Looking back on your parents' generation, there's probably a few cultural touch points they would rather forget about. Vietnam for example, or admitting they wore butterfly collars and platform shoes while voting for Richard Nixon (*insert wince here*). But even without knowing them, I can practically guarantee that they wouldn't change a thing when it came to the music. Whether or not the grooves were funked up, slowed down or somewhere in between, male singers we're all about praise and passion for the ladies and working to preserve the love. The physical aspect was important -- no fans would be around to jam otherwise -- but the emphasis was more personalized than about, well, performance.
It takes a veteran of the present, one who's been influenced by that luxurious past, to bring back some of that old school sensibility but maintain the swagger and modern mindset of today, a feat Dave Hollister accomplishes with his latest CD, The MANuscript.
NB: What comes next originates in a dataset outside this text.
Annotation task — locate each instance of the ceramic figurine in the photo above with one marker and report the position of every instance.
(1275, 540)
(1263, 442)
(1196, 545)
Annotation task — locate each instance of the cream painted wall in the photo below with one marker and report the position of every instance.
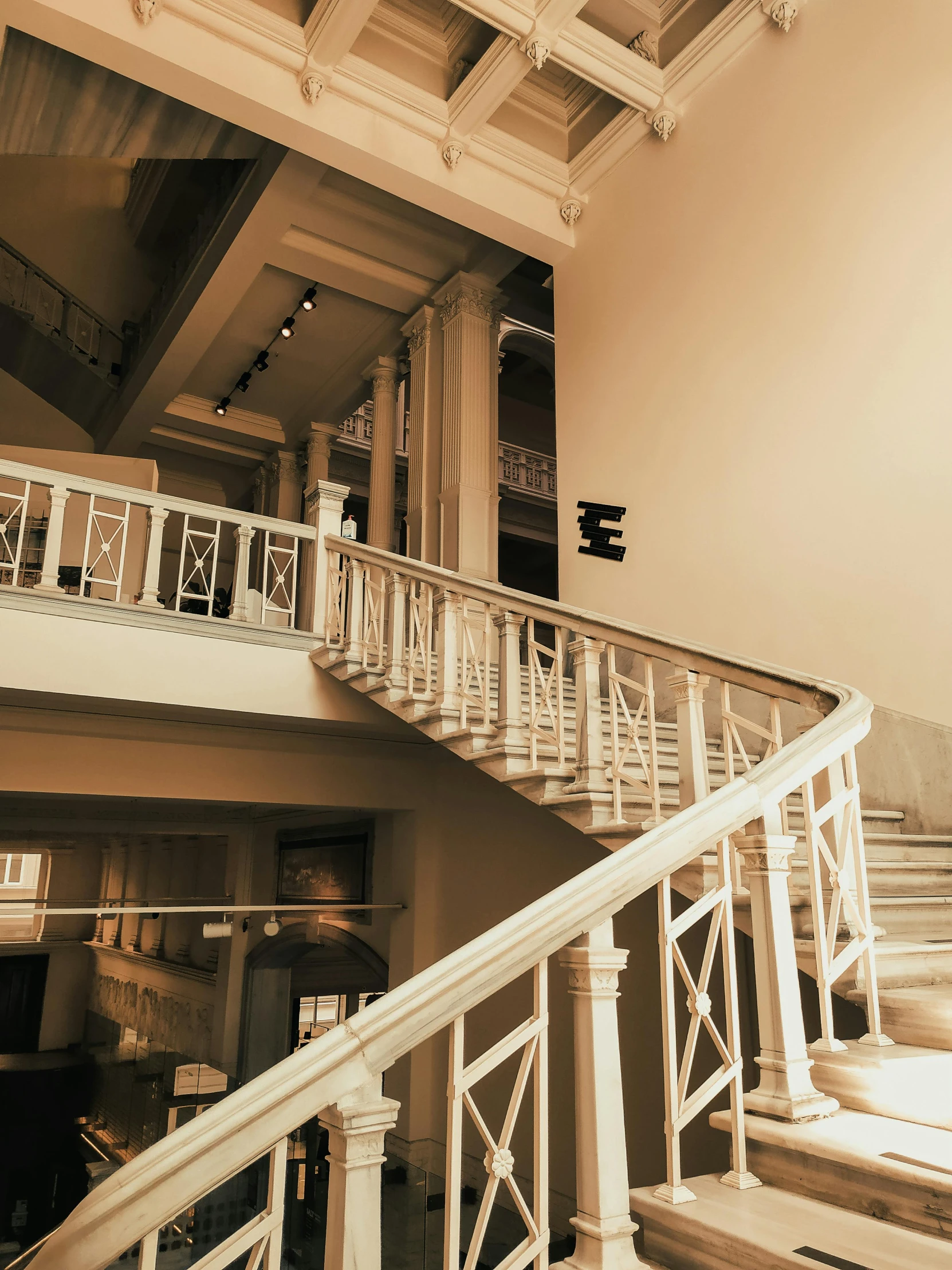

A Blackstreet alumnus, Cali-based pastor and now performing in touring stage play adaptation of the 1990s film Love Jones, Dave Hollister's gospel-edged croon is one that we've kept in steady rotation since his unforgettable cameo on Tupac Shakur's 1988 smash, "Brenda's Got a Baby." Always one to keep his catalog authentic enough for his peers but tender enough for the ladies, who else could put together an aural guide on relationships? That's the tone MANuscript has set forth and has enjoyable ditties for all: executive produced and co-written by Hollister's longtime ace, Walter Milsap III, the top half is ladies first and the second half is for the fellas (and of course women get an extra shout-out number at the end).
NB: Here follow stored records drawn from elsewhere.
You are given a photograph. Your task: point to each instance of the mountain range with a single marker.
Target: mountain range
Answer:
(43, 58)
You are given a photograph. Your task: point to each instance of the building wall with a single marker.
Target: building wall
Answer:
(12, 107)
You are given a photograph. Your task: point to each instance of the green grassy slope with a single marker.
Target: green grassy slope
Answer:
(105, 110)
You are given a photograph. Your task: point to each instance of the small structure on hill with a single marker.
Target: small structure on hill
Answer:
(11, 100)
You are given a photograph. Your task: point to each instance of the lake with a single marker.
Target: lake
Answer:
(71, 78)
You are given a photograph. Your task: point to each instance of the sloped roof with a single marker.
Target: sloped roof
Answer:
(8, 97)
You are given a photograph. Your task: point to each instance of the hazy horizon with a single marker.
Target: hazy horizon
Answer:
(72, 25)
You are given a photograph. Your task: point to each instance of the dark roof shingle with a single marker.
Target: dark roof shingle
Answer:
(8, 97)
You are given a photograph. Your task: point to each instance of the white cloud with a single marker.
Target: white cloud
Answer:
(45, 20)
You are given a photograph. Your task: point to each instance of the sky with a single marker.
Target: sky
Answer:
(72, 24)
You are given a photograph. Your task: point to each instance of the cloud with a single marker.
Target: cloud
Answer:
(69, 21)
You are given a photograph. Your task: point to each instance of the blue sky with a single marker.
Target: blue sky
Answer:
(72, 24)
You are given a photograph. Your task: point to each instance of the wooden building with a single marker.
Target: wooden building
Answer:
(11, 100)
Dave is all about bowing to the power of a woman in the piano-drenched, silken ballad "Definition Of A Woman" ("she'll make you bleed, she'll bring you to your knees.....take you from a boy and turn you into a man"); "Creation (H. E. R.)" describes the God-made perfection that he cherishes when he sees his lady ("He took a jar, caught two stars and those would be your eyes/then he took a little slice of heaven and his it between your thighs"); and "Shortage" goes to bat for the single ladies by calling on real men to show up and show out: "He's expecting submission, playing games he needs to play his position....F. U.'s flying everywhere, [muted expletive] done hit the fan, 'I wish I never met you' is how she ends up here again."
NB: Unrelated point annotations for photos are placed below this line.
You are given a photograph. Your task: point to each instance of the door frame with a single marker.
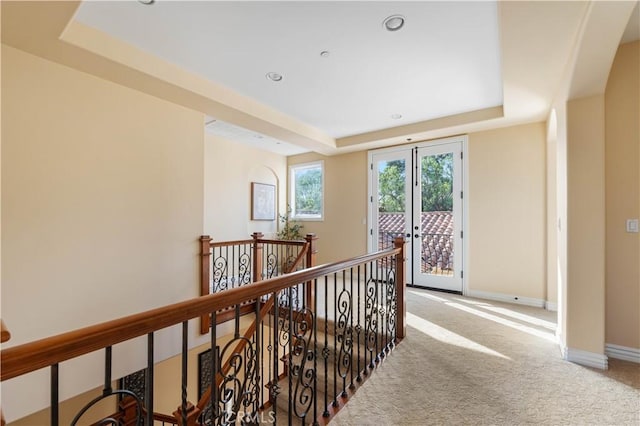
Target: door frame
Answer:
(464, 140)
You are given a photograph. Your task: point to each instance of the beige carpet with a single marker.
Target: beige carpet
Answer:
(473, 362)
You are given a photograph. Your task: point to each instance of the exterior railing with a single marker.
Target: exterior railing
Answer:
(437, 250)
(299, 361)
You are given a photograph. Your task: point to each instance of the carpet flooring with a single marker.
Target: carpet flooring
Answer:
(475, 362)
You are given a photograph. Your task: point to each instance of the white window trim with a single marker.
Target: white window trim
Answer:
(292, 191)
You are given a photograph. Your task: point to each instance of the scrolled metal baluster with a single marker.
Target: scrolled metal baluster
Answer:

Remember how the ladies kept Jazmine Sullivan's "Bust Your Windows" on repeat? Well brace yourselves for the men to bump "Let Him," a warning delivered with bravado and a hint of the blues instructing ladies with wandering partners to love him or leave him: "Quit throwing dishes at him, stop scratching up his paint/if you think that will make a n**** change, well it ain't. All you gonna do is make a man have to call the police/leave him or let him cheat in peace." BLOOP. "Barbershop" humorously describes encounters with both sexes in the way guys do, "for the ghetto stations," and the pipe-organ-infused "Blind" cautions brothers to keep their ladies happy since the consequences are a mutha: "You'd rather see hell than to see yourself moving out while he's moving in at the same damn time/look away, look away Brother, you'd rather go blind."
Breezier and less introspective than 2014's Chicago Winds, yet just as essential, The MANuscript is a look at what women offer to the world and how men should honor and receive those gifts ("Receipts," featuring Angie Stone, being an exception). We can't exactly dial it back to the lush era of blue-light basement soul, but having one of the most recognizable and resonant tenors in the game breaking it down can make fall that much sweeter to cuddle and connect in. Class is in session, your professor is Dave Hollister.... and y'all gon' learn today. Highly Recommended.